If Ed Koupal had stayed in the used-car business, he would have run Cal Worthington out of town. But Ed turned his attention in another direction. He became California’s biggest and most successful purveyor of direct democracy.

Ed took the initiative process that Gov. Hiram Johnson gave this state in 1911 and turned it into a fighting art form. More than any other individual, Koupal deserved credit for putting the Political Reform Initiative, Proposition 9, on the 1974 ballot. The Nuclear Safety Initiative, which will be voted on this June, is also Ed’s work.

Koupal made lots of enemies — oil companies, electrical utilities and probably most politicians — because he was usually bullheaded, abrasive, mean and loud-mouthed.

But he was damn effective, and that’s what he cared about.

He could also be a good friend. The men and women who worked with him at the People’s Lobby and those of us in government who had the pleasure, and sometimes pain, of dealing with him gained an enormous respect for Ed.

For example, after helping write Proposition 9, he planned the petition circulation drive to qualify it for a spot on the ballot. He recruited and organized the volun­teers, then personally gathered signatures. During the campaign, Ed often spent his daylight hours circulating petitions and devoted his evenings to fund-raising and organ­izing.

When Proposition 9 qualified for the ballot, Ed took over effective management of the campaign. It bothered him that Common Cause, rather than the People’s Lobby, was usually given credit for the initiative, but he pushed his personal irritation aside and went out and gathered endorsements and finally votes.

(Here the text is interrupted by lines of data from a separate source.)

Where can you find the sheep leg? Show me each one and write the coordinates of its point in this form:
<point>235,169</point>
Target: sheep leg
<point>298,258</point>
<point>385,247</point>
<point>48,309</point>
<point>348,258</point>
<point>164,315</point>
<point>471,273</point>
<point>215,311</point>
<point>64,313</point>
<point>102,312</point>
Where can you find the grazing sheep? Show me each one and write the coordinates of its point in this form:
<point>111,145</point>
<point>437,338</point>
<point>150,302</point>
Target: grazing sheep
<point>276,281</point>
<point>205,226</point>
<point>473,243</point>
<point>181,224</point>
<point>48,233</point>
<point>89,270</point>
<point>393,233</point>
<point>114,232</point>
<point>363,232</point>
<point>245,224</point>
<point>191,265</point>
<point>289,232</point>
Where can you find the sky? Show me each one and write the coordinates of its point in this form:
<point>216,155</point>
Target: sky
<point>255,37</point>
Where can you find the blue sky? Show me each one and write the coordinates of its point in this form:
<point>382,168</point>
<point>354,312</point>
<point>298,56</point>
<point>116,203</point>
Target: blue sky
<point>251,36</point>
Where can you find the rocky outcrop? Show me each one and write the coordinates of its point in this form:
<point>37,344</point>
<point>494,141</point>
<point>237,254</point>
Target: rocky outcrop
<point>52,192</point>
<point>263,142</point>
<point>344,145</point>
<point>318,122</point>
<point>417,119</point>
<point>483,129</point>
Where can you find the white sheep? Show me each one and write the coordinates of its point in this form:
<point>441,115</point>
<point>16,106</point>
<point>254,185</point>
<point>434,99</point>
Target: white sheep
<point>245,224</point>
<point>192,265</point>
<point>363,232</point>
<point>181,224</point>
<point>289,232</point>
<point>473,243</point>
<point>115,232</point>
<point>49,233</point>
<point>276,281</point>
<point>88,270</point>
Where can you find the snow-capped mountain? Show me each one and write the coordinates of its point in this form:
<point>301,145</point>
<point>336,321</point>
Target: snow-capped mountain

Koupal was too young, too strong and too alive to die. Fortunately, he left something of himself behind: the People’s Lobby, which, I suspect, will continue to thrive. Many of his critics used to take some comfort from the belief that Ed was the lobby, that his organization had no independent existence. But that myth would have faded quickly if Ed’s political opponents had visited the lobby’s busy headquarters on Olympic Blvd. in Los Angeles.

The first time I dropped by, Ed’s wife Joyce, gave me the grand tour. Downstairs: mail room, offices, switch­board and kitchen. Upstairs: living quarters for the Koupals, their family and anybody else who needed a place to sleep while working on lobby business. Outside in the old garage: the People’s Lobby press.

One night some time later, I visited again and found Ed, Joyce and a few others engaged in a discussion of nuclear power with consumer activist Ralph Nader, who was one of Ed’s close friends. It was getting late, and Nader had a plane to catch. Since I had a car with seat belts, I was drafted as chauffeur. Ed and Joyce came along for the ride, and after Nader caught his plane we stopped at a restaurant in the Marina for a late night snack.

After an hour or two, I suggested it might be time to head for home. Reluctantly, Ed agreed, though it was clear he would rather have talked all night. Koupal, you see, didn’t have time for sleep. He was obsessed with one goal: improving government. I sometimes disagreed with the way he charged after that objective, but I never had any doubt about his sincerity or ability.

Neither did Nader, who asked Ed to put together the Western Bloc, a group formed to sponsor initiative campaigns against nuclear power in the Western states.

Ed Koupal may not have always been right, but he was consistently honest and effective. He touched and probably improved the lives of millions of Californians who have nev­er heard of him.

We should all be grateful that he decided to sell initiatives instead of used cars.